The latest set of cancellations and delays caused by an arctic blast come as travelers have already faced disruptions due to the 737-9 grounding and severe weather that afflicted much of the U.S. on Tuesday.
Airlines are canceling thousands of flights this long weekend as millions are under a severe storm watch due to an arctic blast expected to bring below zero temperatures, heavy snow and blustery winds.
As of Friday evening, the U.S. tallied 2,785 cancellations and 5,130 delays, according to FlightAware. That number is expected to climb throughout the weekend.
The arctic blast is expected to primarily affect the Midwest, along with the Rockies and Plains regions. The National Weather Service warned the weather would be “dangerously cold.”
As a result, airports in Chicago, Denver and Detroit are experiencing hundreds of cancellations and delays. O’Hare, a hub for United Airlines and American Airlines, has canceled 414 flights, or around 40%, as of Friday evening. Midway International Airport, Chicago’s second-busiest airport, canceled 142 flights, tallying to around 58%, according to FlightAware.

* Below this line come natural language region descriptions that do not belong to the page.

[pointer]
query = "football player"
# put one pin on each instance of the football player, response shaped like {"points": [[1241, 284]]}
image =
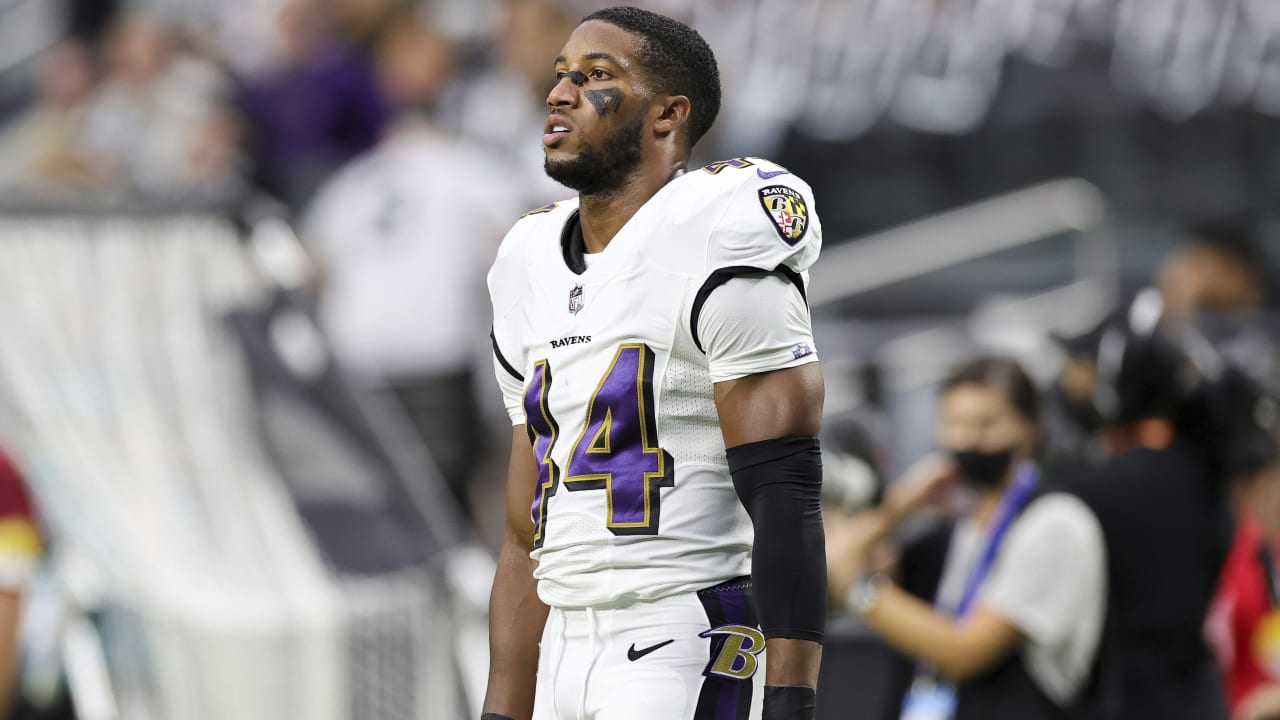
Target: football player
{"points": [[640, 331]]}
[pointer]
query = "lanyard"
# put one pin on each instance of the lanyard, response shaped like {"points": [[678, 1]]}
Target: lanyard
{"points": [[1019, 492]]}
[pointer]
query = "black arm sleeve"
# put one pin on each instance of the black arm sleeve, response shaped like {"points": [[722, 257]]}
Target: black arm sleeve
{"points": [[780, 483]]}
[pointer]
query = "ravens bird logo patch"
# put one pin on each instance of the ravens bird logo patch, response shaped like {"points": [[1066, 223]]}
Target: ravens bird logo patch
{"points": [[787, 210]]}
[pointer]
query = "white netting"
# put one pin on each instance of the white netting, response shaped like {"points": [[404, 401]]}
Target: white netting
{"points": [[129, 404]]}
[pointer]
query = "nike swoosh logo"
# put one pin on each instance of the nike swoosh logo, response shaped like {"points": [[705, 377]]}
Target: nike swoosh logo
{"points": [[632, 654]]}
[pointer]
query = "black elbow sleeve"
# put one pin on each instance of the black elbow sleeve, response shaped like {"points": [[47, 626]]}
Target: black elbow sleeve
{"points": [[780, 483]]}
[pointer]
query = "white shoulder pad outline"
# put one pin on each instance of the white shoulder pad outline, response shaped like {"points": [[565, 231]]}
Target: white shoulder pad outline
{"points": [[767, 220]]}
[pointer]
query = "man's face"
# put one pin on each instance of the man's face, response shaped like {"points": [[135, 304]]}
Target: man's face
{"points": [[597, 110]]}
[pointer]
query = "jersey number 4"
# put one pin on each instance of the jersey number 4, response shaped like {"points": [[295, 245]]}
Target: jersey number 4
{"points": [[617, 450]]}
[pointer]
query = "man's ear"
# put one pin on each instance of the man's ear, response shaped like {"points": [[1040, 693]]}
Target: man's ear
{"points": [[673, 114]]}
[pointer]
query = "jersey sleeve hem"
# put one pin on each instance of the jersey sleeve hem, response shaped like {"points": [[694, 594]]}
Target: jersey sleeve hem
{"points": [[782, 360]]}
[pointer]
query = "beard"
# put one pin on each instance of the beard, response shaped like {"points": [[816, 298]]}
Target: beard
{"points": [[600, 171]]}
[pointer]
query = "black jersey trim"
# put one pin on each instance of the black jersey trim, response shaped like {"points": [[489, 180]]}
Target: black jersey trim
{"points": [[725, 274], [502, 359], [572, 246]]}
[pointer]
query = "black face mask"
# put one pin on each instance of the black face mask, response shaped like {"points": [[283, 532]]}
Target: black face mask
{"points": [[983, 470]]}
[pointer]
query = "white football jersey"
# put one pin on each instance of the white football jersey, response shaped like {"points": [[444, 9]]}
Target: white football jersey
{"points": [[606, 369]]}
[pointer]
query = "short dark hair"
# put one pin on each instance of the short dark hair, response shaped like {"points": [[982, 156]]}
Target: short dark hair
{"points": [[1002, 376], [676, 58], [1234, 238]]}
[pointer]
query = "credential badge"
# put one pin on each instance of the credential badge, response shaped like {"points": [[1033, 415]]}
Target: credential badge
{"points": [[575, 300]]}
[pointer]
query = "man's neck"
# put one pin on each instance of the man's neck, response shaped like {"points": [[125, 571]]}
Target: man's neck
{"points": [[603, 214]]}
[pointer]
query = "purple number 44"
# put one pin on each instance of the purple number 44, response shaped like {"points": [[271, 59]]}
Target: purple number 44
{"points": [[616, 451]]}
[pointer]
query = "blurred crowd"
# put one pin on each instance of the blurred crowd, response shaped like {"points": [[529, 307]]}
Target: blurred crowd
{"points": [[140, 103], [1101, 550]]}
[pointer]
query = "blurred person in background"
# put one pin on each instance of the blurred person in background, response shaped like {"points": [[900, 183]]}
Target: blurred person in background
{"points": [[319, 106], [46, 150], [1217, 281], [160, 117], [1002, 610], [1162, 501], [403, 235], [512, 87], [21, 550], [1244, 620]]}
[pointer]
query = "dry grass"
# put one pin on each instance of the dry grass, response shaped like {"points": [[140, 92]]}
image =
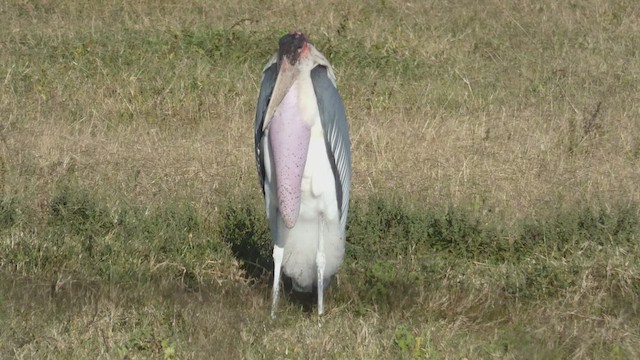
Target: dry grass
{"points": [[505, 109]]}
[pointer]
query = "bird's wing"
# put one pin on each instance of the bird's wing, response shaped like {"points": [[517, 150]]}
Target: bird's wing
{"points": [[336, 135], [269, 75]]}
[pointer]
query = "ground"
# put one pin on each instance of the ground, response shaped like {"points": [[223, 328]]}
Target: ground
{"points": [[495, 204]]}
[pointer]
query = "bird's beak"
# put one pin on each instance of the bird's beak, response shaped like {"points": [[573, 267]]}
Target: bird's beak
{"points": [[286, 77]]}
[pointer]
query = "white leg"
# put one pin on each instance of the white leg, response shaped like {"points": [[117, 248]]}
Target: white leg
{"points": [[320, 263], [278, 254]]}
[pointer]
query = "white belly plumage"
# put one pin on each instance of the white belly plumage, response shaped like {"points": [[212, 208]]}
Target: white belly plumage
{"points": [[318, 203]]}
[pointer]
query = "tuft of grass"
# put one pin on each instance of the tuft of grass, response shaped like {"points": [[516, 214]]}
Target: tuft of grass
{"points": [[494, 191]]}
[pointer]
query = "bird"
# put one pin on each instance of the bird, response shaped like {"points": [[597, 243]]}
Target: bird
{"points": [[303, 158]]}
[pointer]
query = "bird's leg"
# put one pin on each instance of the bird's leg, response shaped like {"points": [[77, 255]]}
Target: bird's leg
{"points": [[320, 263], [278, 254]]}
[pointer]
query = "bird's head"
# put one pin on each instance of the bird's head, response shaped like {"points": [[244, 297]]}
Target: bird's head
{"points": [[293, 58], [292, 48]]}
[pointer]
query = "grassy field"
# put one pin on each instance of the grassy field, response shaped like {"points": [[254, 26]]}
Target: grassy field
{"points": [[495, 197]]}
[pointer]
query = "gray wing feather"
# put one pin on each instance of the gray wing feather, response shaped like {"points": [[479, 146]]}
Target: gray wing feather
{"points": [[336, 135], [269, 76]]}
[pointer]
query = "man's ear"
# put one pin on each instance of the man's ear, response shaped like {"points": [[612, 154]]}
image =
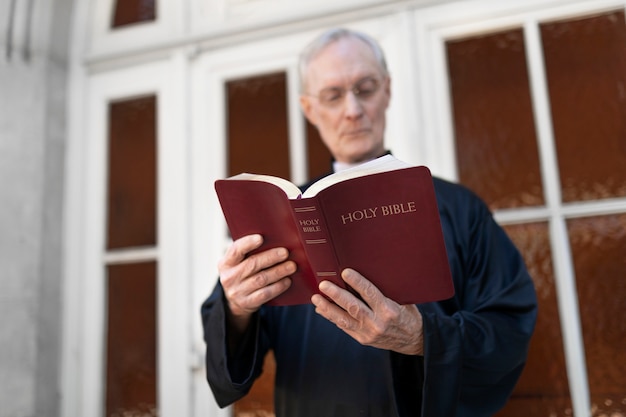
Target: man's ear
{"points": [[307, 109]]}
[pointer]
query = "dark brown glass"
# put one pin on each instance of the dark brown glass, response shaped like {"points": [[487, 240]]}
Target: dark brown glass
{"points": [[132, 173], [494, 129], [543, 388], [599, 251], [128, 12], [258, 129], [131, 348], [586, 70]]}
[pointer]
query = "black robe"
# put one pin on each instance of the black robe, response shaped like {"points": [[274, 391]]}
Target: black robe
{"points": [[475, 344]]}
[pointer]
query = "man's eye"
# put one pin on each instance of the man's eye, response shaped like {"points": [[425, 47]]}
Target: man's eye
{"points": [[330, 96], [367, 88]]}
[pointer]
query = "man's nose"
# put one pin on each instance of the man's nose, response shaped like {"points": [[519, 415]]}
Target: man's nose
{"points": [[353, 106]]}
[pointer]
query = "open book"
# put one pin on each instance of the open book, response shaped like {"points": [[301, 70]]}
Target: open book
{"points": [[379, 218]]}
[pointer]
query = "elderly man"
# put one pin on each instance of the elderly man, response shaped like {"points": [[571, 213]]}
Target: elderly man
{"points": [[345, 356]]}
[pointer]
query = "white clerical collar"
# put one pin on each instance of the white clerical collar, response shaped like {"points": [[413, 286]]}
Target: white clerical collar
{"points": [[340, 166]]}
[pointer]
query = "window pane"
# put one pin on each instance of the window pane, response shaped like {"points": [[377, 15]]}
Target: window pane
{"points": [[128, 12], [319, 158], [131, 362], [132, 173], [495, 138], [586, 69], [258, 131], [599, 250], [543, 388]]}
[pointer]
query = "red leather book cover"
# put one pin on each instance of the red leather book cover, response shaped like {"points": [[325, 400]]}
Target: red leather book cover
{"points": [[384, 225]]}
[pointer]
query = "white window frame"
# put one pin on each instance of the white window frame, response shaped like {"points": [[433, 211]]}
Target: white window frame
{"points": [[86, 279], [469, 18], [141, 39]]}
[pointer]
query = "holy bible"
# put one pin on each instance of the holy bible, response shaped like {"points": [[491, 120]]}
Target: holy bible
{"points": [[379, 218]]}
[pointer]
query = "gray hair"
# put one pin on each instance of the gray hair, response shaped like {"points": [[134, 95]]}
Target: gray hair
{"points": [[334, 35]]}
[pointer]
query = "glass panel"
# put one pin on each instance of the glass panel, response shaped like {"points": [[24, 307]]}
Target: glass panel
{"points": [[132, 184], [496, 145], [586, 69], [319, 158], [131, 363], [258, 131], [543, 387], [258, 141], [128, 12], [599, 250]]}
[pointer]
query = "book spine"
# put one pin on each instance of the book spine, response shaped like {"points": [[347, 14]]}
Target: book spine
{"points": [[316, 240]]}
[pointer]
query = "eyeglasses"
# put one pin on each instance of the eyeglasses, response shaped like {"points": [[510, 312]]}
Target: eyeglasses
{"points": [[363, 90]]}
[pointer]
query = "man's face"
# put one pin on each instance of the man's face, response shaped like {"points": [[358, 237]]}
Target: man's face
{"points": [[346, 97]]}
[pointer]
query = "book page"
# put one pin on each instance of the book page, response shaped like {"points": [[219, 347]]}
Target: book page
{"points": [[382, 164], [289, 188]]}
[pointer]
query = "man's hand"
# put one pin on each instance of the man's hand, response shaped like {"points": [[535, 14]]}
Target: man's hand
{"points": [[380, 323], [251, 281]]}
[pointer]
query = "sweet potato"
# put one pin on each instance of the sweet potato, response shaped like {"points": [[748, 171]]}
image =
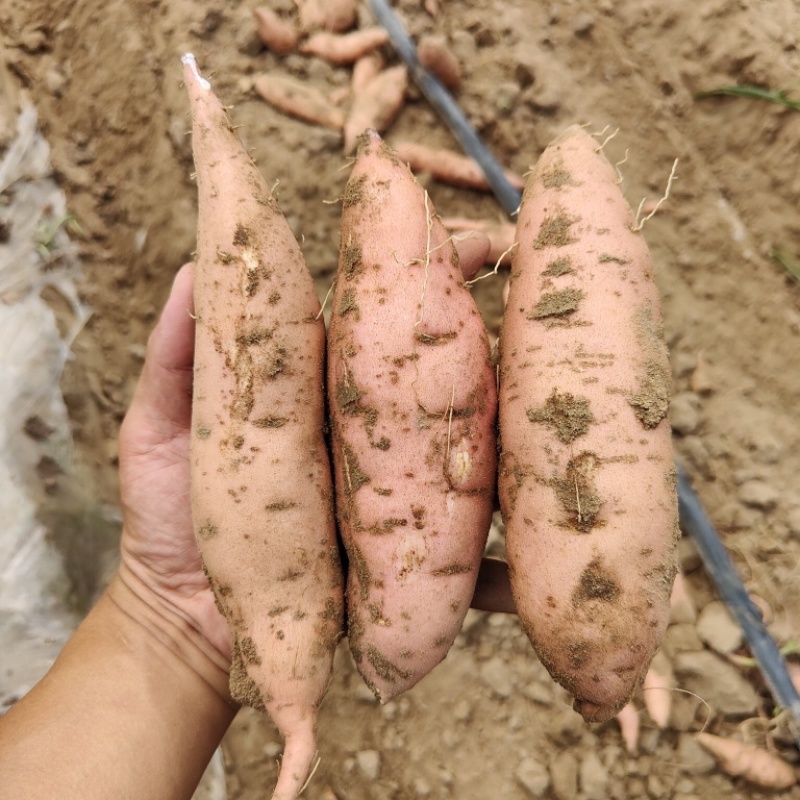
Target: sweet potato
{"points": [[261, 483], [586, 479], [412, 403], [449, 167], [344, 48], [435, 54], [299, 100], [376, 105], [752, 763], [332, 15], [364, 70]]}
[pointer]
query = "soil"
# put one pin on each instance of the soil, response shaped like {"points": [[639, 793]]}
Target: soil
{"points": [[106, 80]]}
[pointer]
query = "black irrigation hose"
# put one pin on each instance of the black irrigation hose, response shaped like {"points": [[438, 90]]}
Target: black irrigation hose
{"points": [[450, 111], [730, 587], [693, 518]]}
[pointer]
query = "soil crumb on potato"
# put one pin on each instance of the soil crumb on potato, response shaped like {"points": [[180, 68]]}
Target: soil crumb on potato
{"points": [[650, 401], [557, 304], [595, 584], [207, 531], [354, 191], [558, 267], [567, 415], [384, 668], [555, 232], [351, 259], [577, 493], [243, 687], [557, 176]]}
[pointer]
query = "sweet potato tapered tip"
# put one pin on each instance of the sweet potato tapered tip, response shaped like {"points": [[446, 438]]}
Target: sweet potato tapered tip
{"points": [[260, 477]]}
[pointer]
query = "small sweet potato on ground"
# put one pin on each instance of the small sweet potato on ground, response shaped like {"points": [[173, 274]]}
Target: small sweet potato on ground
{"points": [[344, 48], [376, 105], [449, 167], [276, 34], [299, 100]]}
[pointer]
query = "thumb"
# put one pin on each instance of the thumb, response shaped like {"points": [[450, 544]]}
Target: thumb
{"points": [[163, 397]]}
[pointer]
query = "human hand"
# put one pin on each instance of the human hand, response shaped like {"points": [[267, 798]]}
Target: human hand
{"points": [[159, 554]]}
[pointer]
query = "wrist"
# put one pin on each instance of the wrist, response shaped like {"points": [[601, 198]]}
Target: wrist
{"points": [[151, 620]]}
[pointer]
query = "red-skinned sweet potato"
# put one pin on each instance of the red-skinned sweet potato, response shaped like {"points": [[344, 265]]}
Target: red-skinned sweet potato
{"points": [[587, 485], [412, 405], [261, 483]]}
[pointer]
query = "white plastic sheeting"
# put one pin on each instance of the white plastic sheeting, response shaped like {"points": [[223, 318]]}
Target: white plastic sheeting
{"points": [[35, 618], [35, 609]]}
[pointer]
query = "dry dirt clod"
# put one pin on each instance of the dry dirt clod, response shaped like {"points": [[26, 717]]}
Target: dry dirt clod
{"points": [[719, 683], [758, 494], [684, 413], [532, 776], [498, 676], [718, 629], [369, 763]]}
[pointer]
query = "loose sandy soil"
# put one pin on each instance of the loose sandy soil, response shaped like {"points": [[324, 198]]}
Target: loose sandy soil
{"points": [[488, 722]]}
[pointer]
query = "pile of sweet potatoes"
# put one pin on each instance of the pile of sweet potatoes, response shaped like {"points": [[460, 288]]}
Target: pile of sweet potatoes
{"points": [[585, 473]]}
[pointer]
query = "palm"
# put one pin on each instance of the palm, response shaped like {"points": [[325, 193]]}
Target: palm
{"points": [[158, 542]]}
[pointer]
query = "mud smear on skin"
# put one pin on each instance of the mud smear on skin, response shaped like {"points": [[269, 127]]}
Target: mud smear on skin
{"points": [[577, 493], [568, 416], [650, 401]]}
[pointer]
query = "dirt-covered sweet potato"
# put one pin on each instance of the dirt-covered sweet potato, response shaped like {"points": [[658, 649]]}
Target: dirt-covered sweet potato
{"points": [[412, 404], [587, 485], [261, 483]]}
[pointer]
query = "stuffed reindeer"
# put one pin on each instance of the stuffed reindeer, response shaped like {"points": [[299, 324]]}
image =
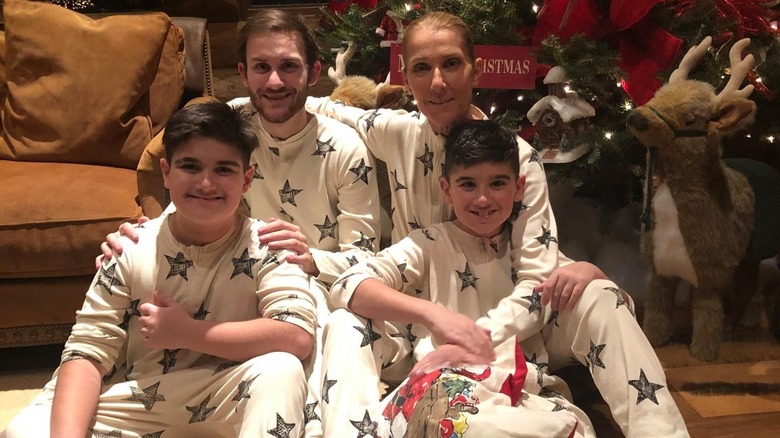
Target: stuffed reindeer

Southwest — which has major bases in Chicago’s Midway and Denver — reported the most disruptions of the major U.S. carriers, with 401 cancellations and 1,052 delays.
The winter weather could be a big test for Southwest’s operations. The Dallas-based carrier has invested billions of dollars in de-icing equipment and technology after a winter storm in 2022 forced the carrier to cancel almost 17,000 flights between Christmas and New Year’s.
Southwest CEO Bob Jordan has also previously said such an incident would never happen again.
United canceled 282 flights as of Friday evening, but part of those cancellations are due to the Federal Aviation Administration grounding the Boeing 737 Max 9.
The wintry weather disruptions come as travelers have already faced numerous travel disruptions in the past week. United and Alaska Airlines have canceled hundreds of flights daily as a result of the 737-9 grounding, and severe storms ranging from heavy rain and snow to tornadoes hit much of the U.S. earlier in the week, causing more cancellations and delays.
Alaska said on Friday that it decided to cancel all flights operated on the 737-9 through Sunday as the FAA has paused inspections into the aircraft.